Они молчали, не глядя больше один на другого, — и вокруг все словно тоже решило застыть и замолкнуть. Хотя, возможно, дело было в том, что рядом с этим берегом не было поселений и людям просто неоткуда было взяться.

Ваньинь вздохнул и откинулся назад, опираясь на предплечья и почти ложась на траву. И продолжил молча смотреть перед собой, лишь немного хмурясь от слепящего глаза солнца. Мокрая одежда прилипла к телу и от лёгкого ветра стала совсем холодной. Было неуютно, а висящая в воздухе недосказанность давила всем возможным весом. Надо было сказать — хоть что-то.

— Слушай, я знаю, ты сейчас можешь думать всякое, но…

— Если ты сейчас начнёшь оправдываться — брошу в воду и будет тебе внеплановый урок плавания, — Ваньинь прервал, не дав даже начать. Цзинь Гуанъяо замолк, во все глаза глядя на повернувшегося к нему заклинателя. — Мне не важно, где ты рос. В публичном доме или на святой горе — одно и то же. Это не меняет того, кто ты сейчас. Я и так знаю, что ты не такой белый и пушистый, каким хочешь казаться. Но это явно не оттого, что воспитывала тебя цветочная дева. Так что выбрасывай дурь из головы и переставай пытаться угодить всем и сразу. Мне уж точно твоя идеальность не нужна.
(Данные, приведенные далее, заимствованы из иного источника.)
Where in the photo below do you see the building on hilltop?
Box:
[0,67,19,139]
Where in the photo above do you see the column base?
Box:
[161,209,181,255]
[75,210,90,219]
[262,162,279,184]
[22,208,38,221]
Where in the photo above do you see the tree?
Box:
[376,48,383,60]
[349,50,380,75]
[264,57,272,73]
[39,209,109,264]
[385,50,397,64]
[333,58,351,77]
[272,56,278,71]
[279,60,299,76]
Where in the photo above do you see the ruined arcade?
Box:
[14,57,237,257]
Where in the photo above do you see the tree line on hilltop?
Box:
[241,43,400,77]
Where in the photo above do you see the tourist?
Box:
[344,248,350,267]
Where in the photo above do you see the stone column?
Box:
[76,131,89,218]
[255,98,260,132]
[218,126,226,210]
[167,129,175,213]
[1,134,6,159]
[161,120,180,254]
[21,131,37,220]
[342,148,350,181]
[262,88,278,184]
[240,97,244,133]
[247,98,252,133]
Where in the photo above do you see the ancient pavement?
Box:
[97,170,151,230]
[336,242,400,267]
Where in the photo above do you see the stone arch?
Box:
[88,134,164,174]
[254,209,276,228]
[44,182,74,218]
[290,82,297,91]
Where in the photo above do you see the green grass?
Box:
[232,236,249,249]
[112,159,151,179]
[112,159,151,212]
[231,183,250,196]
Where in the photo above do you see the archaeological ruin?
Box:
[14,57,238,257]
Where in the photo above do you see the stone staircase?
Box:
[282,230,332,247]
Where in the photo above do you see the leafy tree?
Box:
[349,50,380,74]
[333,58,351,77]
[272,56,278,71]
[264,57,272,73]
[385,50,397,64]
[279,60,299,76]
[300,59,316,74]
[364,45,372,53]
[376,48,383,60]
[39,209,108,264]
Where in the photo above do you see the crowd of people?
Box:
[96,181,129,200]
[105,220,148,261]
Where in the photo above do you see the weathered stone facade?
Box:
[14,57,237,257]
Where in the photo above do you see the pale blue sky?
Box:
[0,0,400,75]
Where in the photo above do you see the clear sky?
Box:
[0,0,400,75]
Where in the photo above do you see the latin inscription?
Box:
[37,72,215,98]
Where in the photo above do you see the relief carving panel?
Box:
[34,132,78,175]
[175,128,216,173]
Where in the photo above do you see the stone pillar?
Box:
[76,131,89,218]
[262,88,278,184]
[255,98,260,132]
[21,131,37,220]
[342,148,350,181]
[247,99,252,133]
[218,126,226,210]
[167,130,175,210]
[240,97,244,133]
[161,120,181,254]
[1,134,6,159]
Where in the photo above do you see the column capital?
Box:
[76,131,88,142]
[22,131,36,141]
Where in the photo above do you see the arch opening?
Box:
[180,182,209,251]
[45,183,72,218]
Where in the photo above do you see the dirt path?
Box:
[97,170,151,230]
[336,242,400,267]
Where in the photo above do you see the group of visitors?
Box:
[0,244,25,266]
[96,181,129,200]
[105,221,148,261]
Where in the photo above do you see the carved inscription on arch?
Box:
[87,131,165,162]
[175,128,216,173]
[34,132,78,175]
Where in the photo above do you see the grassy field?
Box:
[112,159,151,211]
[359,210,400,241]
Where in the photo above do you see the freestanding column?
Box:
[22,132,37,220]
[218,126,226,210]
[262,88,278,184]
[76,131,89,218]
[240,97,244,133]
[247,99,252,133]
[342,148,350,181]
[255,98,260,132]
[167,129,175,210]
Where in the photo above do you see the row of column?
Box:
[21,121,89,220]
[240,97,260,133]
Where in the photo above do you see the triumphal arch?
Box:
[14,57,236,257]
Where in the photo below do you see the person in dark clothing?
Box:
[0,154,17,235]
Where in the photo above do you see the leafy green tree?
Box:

Всё это было в высшей степени абсурдно. Ваньинь — с головы до ног мокрый, с распущенными волосами, без верхних одежд — говорил резко и грубо, но вовсе не производил впечатления суровости. Наоборот: вдруг стало легко и как будто немного радостно. Цзинь Гуанъяо коротко улыбнулся. Когда последний раз ему было так приятно вспоминать прошлое рядом с кем-то?

— Спасибо.

— Да не за что, — Ваньинь хмыкнул и повернулся на бок, теперь подпирая голову рукой и глядя внимательно и словно со смешинкой в уголках глаз. — И всё же, может, расскажешь что-нибудь, пока мы сохнем? А то ты про мою семью знаешь почти всё, а я о твоей только то, что с Цзинь Гуаншанем спорить было едва ли не сложнее, чем с тобой. Нечестно, не думаешь?

Цзинь Гуанъяо вдруг почувствовал, что ему очень хочется рассмеяться. Ваньинь сейчас меньше всего походил на грозного и беспощадного Саньду Шэншоу, которого рисовали в слухах завистники и просто бездельники. Перед ним словно был подросток, любопытный и ещё не познавший потерь и забот, — и сам он словно тоже возвращался в детство, пусть тогда ничего такого точно происходить не могло. Улыбка абсолютно неконтролируемо стала шире.

— Ну, раз тебе интересно…

*Имя Цзян Чэна записывается иероглифами 江澄, которые переводятся как «река» (Jiāng) и «чистый» (Chéng) соответственно. Глава Цзинь умело использовал игру слов — а вот имел он в виду имя или всё же говорил о реках, решать читателю.